Carreiras Sob Pressão: Por Que o Pensamento Sistêmico é Mais Importante do que Nunca
A aceleração da IA e da automação está remodelando não apenas a estratégia executiva, mas toda a trajetória de carreira. Kande alertou que o tradicional “modelo de aprendizagem por estágio” — onde novos entram aprendendo tarefas rotineiras e gradualmente assumindo trabalhos mais complexos — está sendo desestabilizado pela inteligência artificial. À medida que as máquinas absorvem tarefas rotineiras, a expertise baseada em tarefas específicas torna-se menos valiosa.
O que passa a ser fundamental é o “pensamento sistêmico”: a capacidade de entender como diferentes componentes de um negócio se interconectam, de perceber como decisões reverberam por toda a organização e de navegar na complexidade. Isso representa uma mudança de paradigma na forma como as empresas estruturam o desenvolvimento de talentos e a formação de lideranças.
Essa mudança tem implicações profundas. Organizações que investem na capacidade das pessoas de pensar de forma sistêmica, ao invés de apenas dominar tarefas isoladas, construirão pipelines de liderança mais resilientes. Não se trata apenas de se adaptar à IA — é reconhecer que a natureza do trabalho valioso mudou de fato.
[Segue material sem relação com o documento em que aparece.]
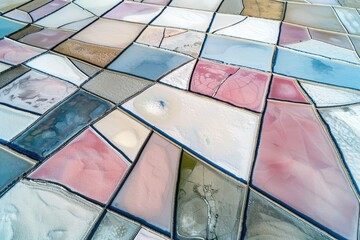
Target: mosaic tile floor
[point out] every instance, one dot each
(179, 119)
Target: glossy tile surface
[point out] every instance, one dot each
(134, 12)
(115, 87)
(316, 69)
(36, 92)
(58, 66)
(194, 121)
(16, 53)
(147, 62)
(46, 38)
(34, 209)
(180, 119)
(286, 89)
(266, 219)
(14, 121)
(208, 204)
(110, 33)
(124, 132)
(61, 124)
(148, 191)
(11, 167)
(238, 52)
(344, 124)
(114, 226)
(304, 171)
(8, 26)
(87, 165)
(184, 18)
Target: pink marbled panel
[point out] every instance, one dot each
(46, 38)
(19, 15)
(16, 53)
(143, 13)
(149, 190)
(87, 165)
(283, 88)
(208, 76)
(47, 9)
(298, 165)
(293, 34)
(246, 88)
(159, 2)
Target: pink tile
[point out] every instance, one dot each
(283, 88)
(298, 165)
(246, 88)
(19, 15)
(149, 191)
(208, 76)
(46, 38)
(15, 53)
(87, 165)
(293, 34)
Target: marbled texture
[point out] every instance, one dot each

O Caminho a Seguir: Retornar aos Princípios Fundamentais
O paradoxo que enfrentam os líderes corporativos é este: eles reconhecem a necessidade de IA, mas pulam o trabalho fundamental que torna a IA eficaz. Resolver isso exige um retorno disciplinado aos princípios básicos que Kande e outros destacam: integridade dos dados, excelência operacional e rigor na governança.
Empresas que demonstram forte crescimento de receita por meio de novos negócios apresentam margens de lucro maiores e maior confiança no desempenho futuro, sugerindo que aqueles que dominam essa abordagem equilibrada — valorizando tanto a execução fundamental quanto a ambição de transformação — terão desempenho superior.
Kande permanece otimista quanto ao caminho à frente, vendo a disrupção atual sob uma perspectiva histórica. “Você precisa acolher a mudança”, afirmou. O medo muitas vezes nasce de uma compreensão incompleta. Para Kande, é exatamente por isso que dedica tempo a aprender e observar — para diminuir o medo por meio do entendimento. “Por isso, não tenho medo da IA”, concluiu.
A mensagem para os executivos é clara: não se deixem intimidar pelo futuro. Mas também não ignorem os fundamentos. As empresas que prosperarão são aquelas que unem ambição tecnológica à disciplina operacional — aquelas que lembram que resultados revolucionários são construídos sobre princípios revolucionários.